Liquidity is the ability to meet current and future obligations through liquidation or maturity of existing assets or the acquisition of additional liabilities. The Company manages both assets and liabilities to achieve appropriate levels of liquidity. Cash and federal funds sold are the Company’s primary sources of asset liquidity. These funds provide a cushion against short-term fluctuations in cash flow from both deposits and loans. The investment securities portfolio is the Company’s principal source of secondary asset liquidity. However, the availability of this source of funds is influenced by market conditions. Individual and commercial deposits are the Company’s primary source of funds for credit activities. Although not historically used as principal sources of liquidity, secured federal funds purchased from correspondent banks and advances from the FHLB are other options that may be available to management. Management believes that the Company’s liquidity sources will enable it to successfully meet its long-term operating needs.

The Bank has unused availability at the FHLB of $52.3 million and an unsecured line of credit with a correspondent bank available for overnight borrowing totaling $9.0 million; however, the Bank’s greatest source of liquidity resides in its unpledged securities portfolio. The book and market values of unpledged securities available-for-sale totaled $66.0 million and $64.0 million, respectively, at December 31, 2016. This source of liquidity may be adversely impacted by changing market conditions, reduced access to borrowing lines, or increased collateral pledge requirements imposed by lenders. The Bank has implemented a plan to address these risks and strengthen its liquidity position. To accomplish the goals of this liquidity plan, the Bank will maintain cash liquidity at a minimum of 4% of total outstanding deposits and borrowings. In addition to cash liquidity, the Bank will also maintain a minimum of 15% off balance sheet liquidity. These objectives have been established by extensive contingency funding stress testing and analytics that indicate these target minimum levels of liquidity to be appropriate and prudent.

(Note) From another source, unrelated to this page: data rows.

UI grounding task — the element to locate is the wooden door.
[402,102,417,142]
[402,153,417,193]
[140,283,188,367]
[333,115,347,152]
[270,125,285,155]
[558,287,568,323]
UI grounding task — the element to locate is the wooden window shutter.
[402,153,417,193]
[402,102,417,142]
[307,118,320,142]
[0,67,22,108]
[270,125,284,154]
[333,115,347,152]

Comprehensive weekly and quarterly liquidity analyses serve management as vital decision-making tools by providing summaries of anticipated changes in loans, investments, core deposits, and wholesale funds. These internal funding reports provide management with the details critical to anticipate immediate and long-term cash requirements, such as expected deposit runoff, loan and securities paydowns and maturities. These liquidity analyses act as a cash forecasting tool and are subject to certain assumptions based on past market and customer trends. Through consideration of the information provided in these reports, management is better able to effectively monitor the Bank’s liquidity position.

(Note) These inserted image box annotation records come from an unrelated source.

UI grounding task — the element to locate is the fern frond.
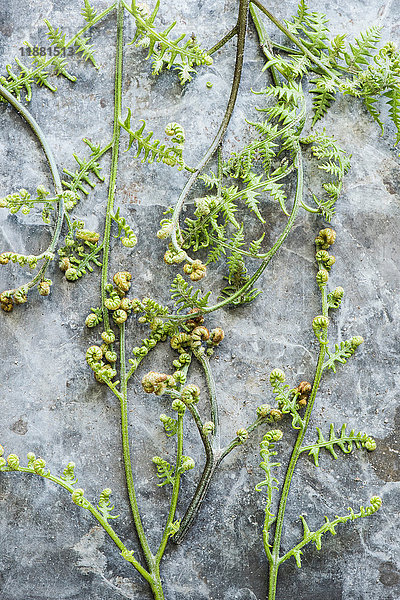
[129,0,213,85]
[97,488,119,521]
[111,207,137,248]
[119,108,188,171]
[62,138,106,210]
[384,83,400,144]
[81,0,97,25]
[44,19,67,50]
[249,233,265,256]
[279,496,382,567]
[299,423,376,467]
[171,275,211,313]
[75,35,99,69]
[160,414,178,437]
[364,95,384,133]
[152,456,175,487]
[344,25,382,71]
[255,430,282,548]
[322,336,364,373]
[270,379,304,429]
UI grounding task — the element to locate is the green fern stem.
[172,404,215,544]
[193,350,220,451]
[1,467,151,583]
[173,406,266,544]
[101,0,124,329]
[207,23,239,54]
[249,3,280,86]
[0,85,64,289]
[8,2,117,98]
[119,323,154,570]
[171,0,249,262]
[268,270,328,600]
[156,413,183,565]
[250,0,339,82]
[202,146,304,313]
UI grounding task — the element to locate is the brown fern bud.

To better manage our liquidity position, management also stress tests our liquidity position on a semi-annual basis under two scenarios: short-term crisis and a longer-term crisis. In the short term crisis, we would be cut off from our normal funding along with the market in general. In this scenario, the Bank would replenish our funding through the most likely sources of funding that would exist in the order of price efficiency. In the longer term crisis, we may be cut off from several of our normal sources of funding as our Bank’s financial situation deteriorated. In such a case, we may not be able to utilize our federal funds borrowing lines or renew any brokered CDs that became due, without FDIC approval, but would be allowed to utilize our unpledged securities to raise funds in the reverse repurchase market or borrow from the FHLB. On a quarterly basis, management monitors the market value of our securities portfolio to ensure its ability to be pledged if liquidity needs should arise.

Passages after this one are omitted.